Vigilance against money laundering and terrorist financing is not just a matter of ethical responsibility but a strict regulatory requirement. Suspicious Activity Reports (SARs) form the cornerstone of the legal sector’s contribution to the global fight against financial crime. This post will demystify SARs, setting out the legal framework and offering practical advice for law firm leaders and Money Laundering Reporting Officers (MLROs).

The Legal Framework

The foundation for SARs in the UK is rooted in the Proceeds of Crime Act 2002 (POCA) and the Terrorism Act 2000. These acts, alongside the Money Laundering, Terrorist Financing and Transfer of Funds (Information on the Payer) Regulations 2017, mandate the reporting of knowledge or suspicion of money laundering or terrorist financing to the National Crime Agency (NCA). The ‘carrot’ is that submission of a SAR provides protection to the person making the disclosure. The ‘stick’ being that failure to make a SRA when required can result in severe penalties.

Identifying Suspicious Activity: “Does it make sense?”

The first step in the SARs process is the identification of suspicious activity. This task often falls to individuals within law firms who handle client funds or sensitive information. Indicators of suspicious activity can vary widely, but they often revolve around unusual transactions that have no apparent legal or logical purpose, overly complicated financial arrangements, or clients who are reluctant to provide information.

One of the most effective ways to train your staff is through workshops to identify potential Red Flags.

The Role of the MLRO

Every law firm within scope of the Money Laundering Regulations is required to appoint a Money Laundering Reporting Officer (MLRO), whose responsibilities include the oversight of the firm’s compliance with anti-money laundering (AML) regulations (in conjunction with the Money Laundering Compliance Officer), the evaluation of suspicious activities reported by staff, and the submission of SARs to the NCA when warranted. The MLRO plays a critical role in ensuring that the firm does not unwittingly facilitate money laundering or terrorist financing.

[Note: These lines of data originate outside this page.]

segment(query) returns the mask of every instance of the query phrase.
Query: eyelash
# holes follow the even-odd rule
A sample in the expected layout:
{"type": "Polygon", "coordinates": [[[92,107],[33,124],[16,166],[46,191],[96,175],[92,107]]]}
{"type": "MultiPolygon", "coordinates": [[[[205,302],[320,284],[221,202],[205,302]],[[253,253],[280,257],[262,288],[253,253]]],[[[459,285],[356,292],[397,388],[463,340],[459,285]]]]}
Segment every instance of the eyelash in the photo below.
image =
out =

Reporting Suspicious Activity

When a potential suspicion arises, it is imperative that it is communicated promptly to the MLRO. This process needs to be clearly set out in the firm’s AML policy, with staff trained on the mechanisms for making an internal report. The MLRO will then assess the information to determine if it amounts to a suspicion requiring a formal SAR. If a SAR is warranted, the MLRO must submit it to the NCA through the UK Financial Intelligence Unit (UKFIU) using the SAR Online system. The report should be factual, concise, and free of speculation, providing all known details about the parties involved and the nature of the suspicious activity.

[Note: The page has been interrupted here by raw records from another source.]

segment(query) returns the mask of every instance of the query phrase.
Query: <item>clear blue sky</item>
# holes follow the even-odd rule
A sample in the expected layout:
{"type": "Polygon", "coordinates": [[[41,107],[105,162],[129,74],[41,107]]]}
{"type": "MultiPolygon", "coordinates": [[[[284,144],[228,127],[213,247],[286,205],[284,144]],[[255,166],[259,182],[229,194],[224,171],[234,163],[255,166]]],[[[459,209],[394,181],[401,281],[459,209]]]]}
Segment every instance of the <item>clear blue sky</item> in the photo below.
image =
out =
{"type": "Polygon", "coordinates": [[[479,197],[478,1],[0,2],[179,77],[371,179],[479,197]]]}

Seeking a Defence Against Money Laundering (DAML)

In instances where a firm intends to proceed with a transaction that is the subject of a SAR, the MLRO may request a Defence Against Money Laundering (DAML) from the NCA. This is effectively asking for legal permission to proceed without committing an offence under POCA. The NCA has seven working days to respond to a DAML request, which can be extended by a further 31 days if necessary.

Best Practices

  1. Training and Awareness: Regular training sessions for all staff members on recognising and reporting suspicious activities are crucial. This ensures that everyone is aware of their obligations and the signs of money laundering or terrorist financing.
  2. Clear Reporting Channels: Establish and maintain clear channels through which employees can report suspicions to the MLRO. Bonus points for working on your ‘approachability’. 
  3. Robust Procedures: Develop and implement robust procedures for assessing and reporting suspicious activities. These should include guidance on when and how to submit a SAR, as well as procedures for seeking a DAML.
  4. Record Keeping: Maintain detailed records of all suspicions reported to the MLRO, decisions made, and actions taken. This documentation will be vital for demonstrating compliance with AML regulations.
  5. Ongoing Monitoring: Reporting suspicions is intrinsically linked to the quality of your ‘KYC’ and client/matter risk assessments. Implement systems for the continuous monitoring of client transactions and relationships, enabling the early detection of potentially suspicious activities. 
  6. Collaboration and Communication: Foster a culture of openness and collaboration within the firm regarding AML efforts. The MLRO should be approachable and available to discuss any concerns staff may have.